There are some who may seize this opportunity not to celebrate this breakthrough moment, but rather to express their habitual criticism of government’s developmental efforts. Many of these people never wanted us to arrive at this moment, but unfortunately for them, the spirit of Harambee is stronger than the spirit of division. Let me point out the following:
Initially, we had grandiose ideas of constructing warehouses with state-of-the art cool rooms and abattoirs. However, following a number of conflicting quotes received from prospective constructors, and given the exorbitant costs quoted, after some soul-searching we realised that this would be a contradiction to our efforts of fighting poverty. It would be preposterous if government were to build a facility which costs close to N$100 million while our people are going to bed on empty stomachs.
There are those that will question the sustainability of food handouts and say that it will create a dependency syndrome. To those people I would like to say that they should understand that the food bank concept is part of an integrated poverty eradication framework, which includes a graduation model. The intent is to ultimately break the poverty cycle and not create dependency.
Our efforts will involve applying different approaches in different regions. Some approaches will involve integration with drought relief activities, which will involve the utilization of existing drought relief facilities such as warehouses from where food will be distributed. Furthermore, we will endeavour to drastically improve sanitation in all regions since it is our poorest indicator on various competitive indices such as the World Economic Forum Competitiveness Index.
Efforts to improve nationwide sanitation will involve the installation of waterless toilets in all 14 regions. Our aim is to completely eliminate the need for our people to relieve themselves in the bush. Where applicable, we also plan to provide ploughing and tractor services to subsistence farmers in the North, North-East, Kunene Region and in the South as well as all areas where subsistence farming take place. We will ensure that no region is left out.
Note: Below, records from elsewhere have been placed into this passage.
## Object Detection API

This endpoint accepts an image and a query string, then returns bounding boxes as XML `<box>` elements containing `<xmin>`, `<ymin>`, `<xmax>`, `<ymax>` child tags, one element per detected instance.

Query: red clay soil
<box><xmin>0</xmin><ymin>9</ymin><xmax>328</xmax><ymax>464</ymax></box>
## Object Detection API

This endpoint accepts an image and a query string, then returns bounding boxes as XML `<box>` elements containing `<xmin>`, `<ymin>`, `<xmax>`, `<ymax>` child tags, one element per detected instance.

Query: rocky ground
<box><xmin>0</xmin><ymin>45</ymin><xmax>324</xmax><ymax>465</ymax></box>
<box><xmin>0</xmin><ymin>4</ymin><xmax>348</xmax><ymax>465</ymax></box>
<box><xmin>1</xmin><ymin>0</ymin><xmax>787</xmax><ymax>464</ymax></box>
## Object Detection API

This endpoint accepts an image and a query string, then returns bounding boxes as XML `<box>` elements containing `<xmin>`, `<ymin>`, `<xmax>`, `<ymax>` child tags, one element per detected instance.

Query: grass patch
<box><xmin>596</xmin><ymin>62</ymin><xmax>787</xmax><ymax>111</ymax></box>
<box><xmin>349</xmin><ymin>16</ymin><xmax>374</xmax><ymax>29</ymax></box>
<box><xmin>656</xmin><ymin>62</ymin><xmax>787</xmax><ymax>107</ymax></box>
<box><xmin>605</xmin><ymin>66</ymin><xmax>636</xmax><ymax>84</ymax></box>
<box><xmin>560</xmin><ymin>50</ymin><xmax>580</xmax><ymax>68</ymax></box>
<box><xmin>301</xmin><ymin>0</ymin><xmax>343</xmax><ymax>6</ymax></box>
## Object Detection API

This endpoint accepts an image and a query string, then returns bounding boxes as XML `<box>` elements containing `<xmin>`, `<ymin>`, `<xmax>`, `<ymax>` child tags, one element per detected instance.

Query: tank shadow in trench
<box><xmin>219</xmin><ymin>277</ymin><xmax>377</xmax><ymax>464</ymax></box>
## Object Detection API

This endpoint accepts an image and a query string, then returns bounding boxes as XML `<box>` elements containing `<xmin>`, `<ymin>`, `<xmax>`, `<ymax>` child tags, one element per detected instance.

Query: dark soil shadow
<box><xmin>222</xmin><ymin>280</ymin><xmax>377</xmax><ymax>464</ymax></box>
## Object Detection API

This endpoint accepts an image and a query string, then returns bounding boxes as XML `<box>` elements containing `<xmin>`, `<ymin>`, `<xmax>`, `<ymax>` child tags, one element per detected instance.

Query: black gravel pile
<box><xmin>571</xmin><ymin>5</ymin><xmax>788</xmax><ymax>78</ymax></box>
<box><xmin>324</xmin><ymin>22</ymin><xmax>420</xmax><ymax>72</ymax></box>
Today is added proof that as a country, we are on the march in the right direction towards prosperity. At this juncture, I would like to acknowledge the efforts of our local commercial and game farming community, our manufacturers, our retailers, and our churches who have firmly pledged to assist the food bank concept. This patriotic display by Namibians from all corners of the country is indicative of a firm belief in a brighter future for all Namibians.
Let me also acknowledge the United Nations and our diplomatic community for having pledged support for our food bank concept, as well as the war on poverty as a whole. We appreciate and thank you for the continuation of your solidarity with the people of Namibia.
While there are those wishing to see government fail, there are those patriotic Namibians and members of the international community who are committed to the success of our country. I would like to quote from a recent article by Dr Joseph Stiglitz and Professor Anya Schiffrin, titled Learning from Namibia, which says, “Namibia shows that even countries that start with serious disadvantages – extremes of racism, colonialism, inequality, and underdevelopment – can chart a path toward shared prosperity. Its achievement deserves international recognition – and emulation.” If a noble laureate in economics and a renowned professor can deliver such a positive verdict on our country then why should we pay attention to the naysayers who are intent on delivering their own distorted indictments against our government?
Therefore, let us pull together in one direction, with strength and courage – the strength and courage needed to fight our war against poverty as One Namibia One Nation.
• This is a shortened version of President Hage Geingob’s speech at the launch of the food bank in Katutura on Thursday.